Today, Google and Howard University announced a new partnership called Project Elevate Black Voices. Project EBV is a first-of-its-kind collaboration to build a high-quality African-American English (AAE) speech dataset. The project will allow Howard University to share the dataset with those looking to improve speech technology while establishing a framework for responsible data collection, ensuring the data benefits Black communities. Howard University will retain ownership of the dataset and licensing and serve as stewards for its responsible use.
Advancing speech recognition technology
External studies and Google’s own research have found that Black people in the United States often have a worse experience using automatic speech recognition technology (ASR) when compared to white speakers — underscoring the need for a technical solution to word error rates.
We've learned that Black users in particular are changing their voice patterns away from AAE in order to be understood by voice products. This is called “code switching” in the community, where people lean away from their accents.
My colleague Dr. Gloria Washington, Associate Professor at Howard University and Principal Investigator for Project EBV, notes that by constantly accommodating their speech to technology, Black users often feel left out or “othered” on a daily basis. “The most important part of this is showing that at a base level, however you speak is celebrated and that you can actually use these voice assistant tools daily,” she says.
I found common ground with Dr. Washington during our initial conversations about Project EBV’s goals. We realized that we’re looking to tackle similar issues: Why do AAE speakers have to code switch with voice technology? Can we understand how these variations interact with speech technologies? How can we improve our tools and make them perform in ways the Black community can be proud of?
We identified a number of barriers to improving automatic speech recognition (ASR) performance. One issue was the lack of natural AAE speech found within speech data. Because Black users have been implicitly conditioned to change their voices when using ASR-based technology, the in-product data rarely contains organic speech.
Security and user privacy policies also serve as a self-imposed, positive constraint to collecting AAE speech data. Even when there is data available, in-product AAE data is really difficult to leverage. Although we’ve made strides to identify AAE data using dialect classifiers to start improving technology, code-switching makes AAE data underrepresented and insufficient to address the challenge.
We realized a novel approach was necessary to build a new, high-quality dataset of unaccommodated AAE for improving Black users’ experiences with ASR technology.

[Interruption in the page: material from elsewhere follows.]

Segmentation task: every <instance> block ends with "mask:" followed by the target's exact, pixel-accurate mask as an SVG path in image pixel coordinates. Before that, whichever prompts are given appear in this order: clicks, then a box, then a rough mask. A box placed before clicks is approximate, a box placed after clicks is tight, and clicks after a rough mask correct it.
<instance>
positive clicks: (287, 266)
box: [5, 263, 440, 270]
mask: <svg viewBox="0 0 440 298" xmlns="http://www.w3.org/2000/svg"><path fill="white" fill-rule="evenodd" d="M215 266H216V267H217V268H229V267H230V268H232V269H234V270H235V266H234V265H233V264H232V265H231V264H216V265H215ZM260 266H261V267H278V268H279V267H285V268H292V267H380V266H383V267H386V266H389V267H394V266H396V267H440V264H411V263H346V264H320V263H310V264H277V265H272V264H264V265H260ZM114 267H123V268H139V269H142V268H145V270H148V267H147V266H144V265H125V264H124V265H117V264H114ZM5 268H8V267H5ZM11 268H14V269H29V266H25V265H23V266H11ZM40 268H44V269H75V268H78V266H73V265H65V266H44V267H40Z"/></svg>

Reaching out to the community
Our team member, Darryl Wright, found that improving speech recognition experience needed more data that’s actually representative of the user base. That’s been a challenge for tech companies given concerns about trust. “You don't want to go into an underserved community without understanding their challenges with the technology,” Wright says. “You instead want to collectively reimagine what these systems could look like when their voices are front and center."

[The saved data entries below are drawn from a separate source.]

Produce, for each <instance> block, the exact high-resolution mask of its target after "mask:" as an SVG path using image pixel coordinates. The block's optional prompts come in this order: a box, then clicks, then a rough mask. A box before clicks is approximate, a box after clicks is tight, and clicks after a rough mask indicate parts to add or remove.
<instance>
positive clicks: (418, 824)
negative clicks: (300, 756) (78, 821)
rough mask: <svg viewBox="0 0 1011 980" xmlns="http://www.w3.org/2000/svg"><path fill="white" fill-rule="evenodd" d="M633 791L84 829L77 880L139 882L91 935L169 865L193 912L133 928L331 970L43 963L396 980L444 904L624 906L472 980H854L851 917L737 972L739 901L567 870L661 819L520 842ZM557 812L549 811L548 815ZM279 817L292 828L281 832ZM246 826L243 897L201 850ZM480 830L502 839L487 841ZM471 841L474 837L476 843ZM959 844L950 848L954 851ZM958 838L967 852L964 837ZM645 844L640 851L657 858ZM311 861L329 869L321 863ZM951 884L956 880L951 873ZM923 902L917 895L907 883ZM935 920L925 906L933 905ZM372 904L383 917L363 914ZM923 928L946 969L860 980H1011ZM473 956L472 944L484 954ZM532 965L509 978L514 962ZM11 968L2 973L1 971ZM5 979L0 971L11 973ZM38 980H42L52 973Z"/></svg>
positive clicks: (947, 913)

We turned to Howard University, which is filled with world-renowned linguists and scientists, and has a deep understanding of Black Americans nationally. Most of the linguistics and history teachers who had a stake in solidifying this as a viable field were already practicing at Howard. “Howard has a history in this space of making not only students, but also Black people feel comfortable being themselves,” Dr. Washington says.
Project EBV is unprecedented because the leaders of this data collection are part of the community. Whereas in the past, data collection for underrepresented groups took place through third-party vendors — who weren’t always well versed in the culture.
Dr. Washington and the team at Howard are working closely with transcription vendors and AAE experts from Howard, like Dr. David Green.
“Translation guides will be important for understanding the nuances and differences of Black speech,” says Dr. Green. “AAE is considered something that is specific to a community. It’s not something people always want to share, at least not consciously. We’re helping participants draw from certain experiences and also how to bring out different regional dialects.”
Responsible innovation through partnership
Google’s responsibilities will include performing user experience research to collect input from the community, providing infrastructure for data collection, funding and obtaining a license to use the data commercially. Howard will lead the coordination effort with other HBCUs, manage vendors, recruit participants and maintain the repository.
We're solving the pipeline problem that plagues traditional speech collection. This project is not just focusing on data collection, or transcriptions, or the output, it’s leveraging community-centered methods and expertise.
To ensure the safety of participant data, Google is conducting research to determine best practices for speech collection and identifying as many risks as possible, and aligning with Google’s AI Principles which directly inspired Howard's own set of best practices.
“I see this becoming a whole consortium of HBCUs that work together to understand and improve technology for Black people in a respectful way, and show that you can create technology that celebrates Black voices,” says Dr. Washington.
Project EBV is in its infancy and has just begun to take its first steps, but the big-picture goals and Dr. Washington’s vision guides the team.
As owners of the dataset, Howard will take the lead on its licensing and sharing with other parties who wish to contribute to this effort. Google also hopes to use the dataset to improve its own products, ensuring that our tools work for more people.
In the end, the ultimate goal is allowing people to voice technology and express themselves authentically.